100 years ago: Two children arrested for theft of pony

From the Lawrence Daily Journal-World for Sept. 26, 1913:

  • “Criminals under twenty-one years of age are a novelty in Douglas county, but the pair of 11-year-old lads now being held for the stealing of C. W. Carman’s pony last Saturday night are doubtless the two smallest and most infantile bad men ever housed in the county jail. The boys’ real names were learned today. They are Clyde Newcomb, Topeka, and Charlie McCulley, North Lawrence, each eleven years old. Neither of the boys are of even average size while Charlie is very small for his age. It is probably the small size and innocent appearance of the boys that allowed them to get so far with their stolen prize. McCulley says his parents moved to North Lawrence a week ago from Topeka and that he knew the other boy before moving to Lawrence. Neither of the boys can give a reason for taking the pony and buggy or tell what they intended to do. The boys will be tried before the juvenile court system.”
  • “In an interview in Topeka recently Mrs. Cora G. Lewis, member of the Kansas State Board of Administration, blames Dan Cupid for the shortage of Kansas teachers. Mrs. Lewis says that it is matrimony and not the state legislature that is hurting the Kansas schools. Mrs. Lewis stated that at the State Agricultural College alone 35 lady instructors had resigned this summer to become brides. She adds that the places have all been filled, however, it was a blow to to he school…. ‘Why, do you know,’ confided Mrs. Lewis, ‘these kind of resignations have become so frequent that when President Waters sent us notice that some lady instructor was to quit, he just wrote on the resignation “usual cause,” and we always know what was meant was there were to be wedding bells and another happy home…. It doesn’t happen so frequently in the other schools. There is evidently something about the surroundings or the atmosphere of the college that promotes love affairs quicker than in the other schools. But the loss of 35 of our lady teachers during a summer vacation period is not a laughing matter. Especially when it is necessary to find good competent people to take their places.'”

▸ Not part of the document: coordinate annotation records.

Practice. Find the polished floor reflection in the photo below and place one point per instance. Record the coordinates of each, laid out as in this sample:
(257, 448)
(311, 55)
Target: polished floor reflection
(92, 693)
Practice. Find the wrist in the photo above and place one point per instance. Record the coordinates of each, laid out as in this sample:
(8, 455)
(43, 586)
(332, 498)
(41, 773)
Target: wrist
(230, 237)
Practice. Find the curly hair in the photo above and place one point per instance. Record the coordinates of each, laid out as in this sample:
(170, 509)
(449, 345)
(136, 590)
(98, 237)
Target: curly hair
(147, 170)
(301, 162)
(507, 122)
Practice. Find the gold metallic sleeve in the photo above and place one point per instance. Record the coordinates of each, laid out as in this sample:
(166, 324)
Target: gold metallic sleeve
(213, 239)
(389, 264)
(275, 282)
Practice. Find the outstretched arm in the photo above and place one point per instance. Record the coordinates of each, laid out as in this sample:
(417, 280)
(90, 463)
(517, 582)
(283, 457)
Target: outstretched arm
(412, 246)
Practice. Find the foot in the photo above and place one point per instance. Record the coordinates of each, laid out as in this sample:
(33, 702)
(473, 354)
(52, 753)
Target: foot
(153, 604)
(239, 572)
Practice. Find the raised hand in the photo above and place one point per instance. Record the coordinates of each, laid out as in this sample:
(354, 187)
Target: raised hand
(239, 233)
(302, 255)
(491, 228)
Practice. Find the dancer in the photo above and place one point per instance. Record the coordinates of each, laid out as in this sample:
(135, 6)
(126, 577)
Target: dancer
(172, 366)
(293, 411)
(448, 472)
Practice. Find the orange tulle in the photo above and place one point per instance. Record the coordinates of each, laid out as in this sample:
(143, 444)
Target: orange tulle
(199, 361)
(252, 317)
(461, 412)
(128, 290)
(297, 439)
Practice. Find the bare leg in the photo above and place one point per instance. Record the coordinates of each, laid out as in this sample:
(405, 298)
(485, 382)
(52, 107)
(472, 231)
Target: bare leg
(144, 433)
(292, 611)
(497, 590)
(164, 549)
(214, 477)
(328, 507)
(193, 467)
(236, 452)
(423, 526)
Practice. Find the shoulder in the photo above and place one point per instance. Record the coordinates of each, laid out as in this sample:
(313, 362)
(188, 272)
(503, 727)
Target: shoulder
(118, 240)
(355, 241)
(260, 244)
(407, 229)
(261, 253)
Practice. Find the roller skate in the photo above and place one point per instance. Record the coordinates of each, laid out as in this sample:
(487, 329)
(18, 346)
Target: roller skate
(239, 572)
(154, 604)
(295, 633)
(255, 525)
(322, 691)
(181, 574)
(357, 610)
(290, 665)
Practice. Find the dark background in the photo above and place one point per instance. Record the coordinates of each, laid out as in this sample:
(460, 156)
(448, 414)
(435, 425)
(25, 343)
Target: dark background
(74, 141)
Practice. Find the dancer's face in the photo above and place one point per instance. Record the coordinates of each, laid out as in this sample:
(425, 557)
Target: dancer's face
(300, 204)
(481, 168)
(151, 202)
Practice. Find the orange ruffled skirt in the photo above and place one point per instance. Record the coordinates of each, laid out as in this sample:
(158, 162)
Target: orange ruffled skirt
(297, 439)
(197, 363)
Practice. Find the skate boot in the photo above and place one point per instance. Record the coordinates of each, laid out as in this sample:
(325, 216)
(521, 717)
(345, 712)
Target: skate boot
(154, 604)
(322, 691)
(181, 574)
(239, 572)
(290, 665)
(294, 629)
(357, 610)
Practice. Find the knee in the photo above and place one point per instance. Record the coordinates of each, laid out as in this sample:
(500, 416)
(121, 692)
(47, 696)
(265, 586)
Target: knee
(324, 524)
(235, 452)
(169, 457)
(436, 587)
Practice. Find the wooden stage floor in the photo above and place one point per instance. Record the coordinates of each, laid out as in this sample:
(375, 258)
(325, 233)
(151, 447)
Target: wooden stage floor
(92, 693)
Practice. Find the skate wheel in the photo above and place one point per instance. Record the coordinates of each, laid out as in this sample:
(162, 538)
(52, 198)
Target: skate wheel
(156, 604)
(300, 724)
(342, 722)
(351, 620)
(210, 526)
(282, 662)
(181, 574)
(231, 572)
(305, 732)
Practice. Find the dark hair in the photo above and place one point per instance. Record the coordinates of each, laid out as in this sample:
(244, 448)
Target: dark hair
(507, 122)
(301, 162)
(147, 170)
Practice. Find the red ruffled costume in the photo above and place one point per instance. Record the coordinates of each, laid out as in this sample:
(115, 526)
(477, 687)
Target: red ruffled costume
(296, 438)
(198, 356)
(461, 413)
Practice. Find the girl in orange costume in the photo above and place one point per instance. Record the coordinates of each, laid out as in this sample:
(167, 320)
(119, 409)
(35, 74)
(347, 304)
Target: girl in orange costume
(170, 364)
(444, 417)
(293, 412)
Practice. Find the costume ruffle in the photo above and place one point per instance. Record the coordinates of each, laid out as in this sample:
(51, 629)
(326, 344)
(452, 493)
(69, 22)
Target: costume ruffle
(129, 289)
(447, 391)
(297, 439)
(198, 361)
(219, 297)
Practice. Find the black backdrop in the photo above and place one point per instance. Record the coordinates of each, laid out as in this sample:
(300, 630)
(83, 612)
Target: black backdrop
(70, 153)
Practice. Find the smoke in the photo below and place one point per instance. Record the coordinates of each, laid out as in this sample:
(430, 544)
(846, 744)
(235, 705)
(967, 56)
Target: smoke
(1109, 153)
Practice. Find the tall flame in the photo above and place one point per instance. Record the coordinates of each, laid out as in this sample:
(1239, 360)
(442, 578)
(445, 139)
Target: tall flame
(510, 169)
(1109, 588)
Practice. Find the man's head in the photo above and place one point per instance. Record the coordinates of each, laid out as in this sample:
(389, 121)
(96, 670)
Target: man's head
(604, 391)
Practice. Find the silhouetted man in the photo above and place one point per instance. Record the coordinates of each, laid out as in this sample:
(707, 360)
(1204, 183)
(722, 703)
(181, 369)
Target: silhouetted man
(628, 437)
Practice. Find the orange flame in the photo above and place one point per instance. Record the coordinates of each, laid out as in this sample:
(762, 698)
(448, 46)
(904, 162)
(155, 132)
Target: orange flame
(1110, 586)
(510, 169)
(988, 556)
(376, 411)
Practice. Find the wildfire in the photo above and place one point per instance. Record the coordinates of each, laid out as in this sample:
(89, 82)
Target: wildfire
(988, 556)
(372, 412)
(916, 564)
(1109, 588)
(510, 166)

  • “Because of a threatened shortage of work this winter Mayor Bond is urging the engineers making the appraisal of the Lawrence Water Company to hurry their work and submit their figures as soon as possible. ‘There are going to be several hundred men in Lawrence this winter without work unless we can develop something for them,’ said Mayor Bond this morning. ‘The improving of the water works system seems to offer the only solution and I am anxious that we can open this line of work this winter. If we are successful we will be able to provide work for about two hundred men during the winter months. I estimate that we will have to spend close to $50,000 on extensions and a large share of this amount will go for labor.'”
  • “The Lawrence police today are looking for three masked men who are said to have held up and robbed a university student last night at the corner of Massachusetts and Hancock [12th] streets…. [The student] told police that three men wearing long white masks stopped him, went through his pockets, took two dollars in cash and ordered him to ‘beat it.’ He says they fired a shot after him to increase his speed. The police have been unable to locate any clue as to the identity of the holdup men. They aren’t sure that it isn’t some sort of a student prank.”
  • “Definite charges have been filed with Governor Hodges against L. L. Dyche, state fish and game warden. They allege that he neglected the duties of his office, failed to enforce fish and game laws, built more ponds than was necessary for hatcheries, and allowed 30,000 fish in one pond to freeze.”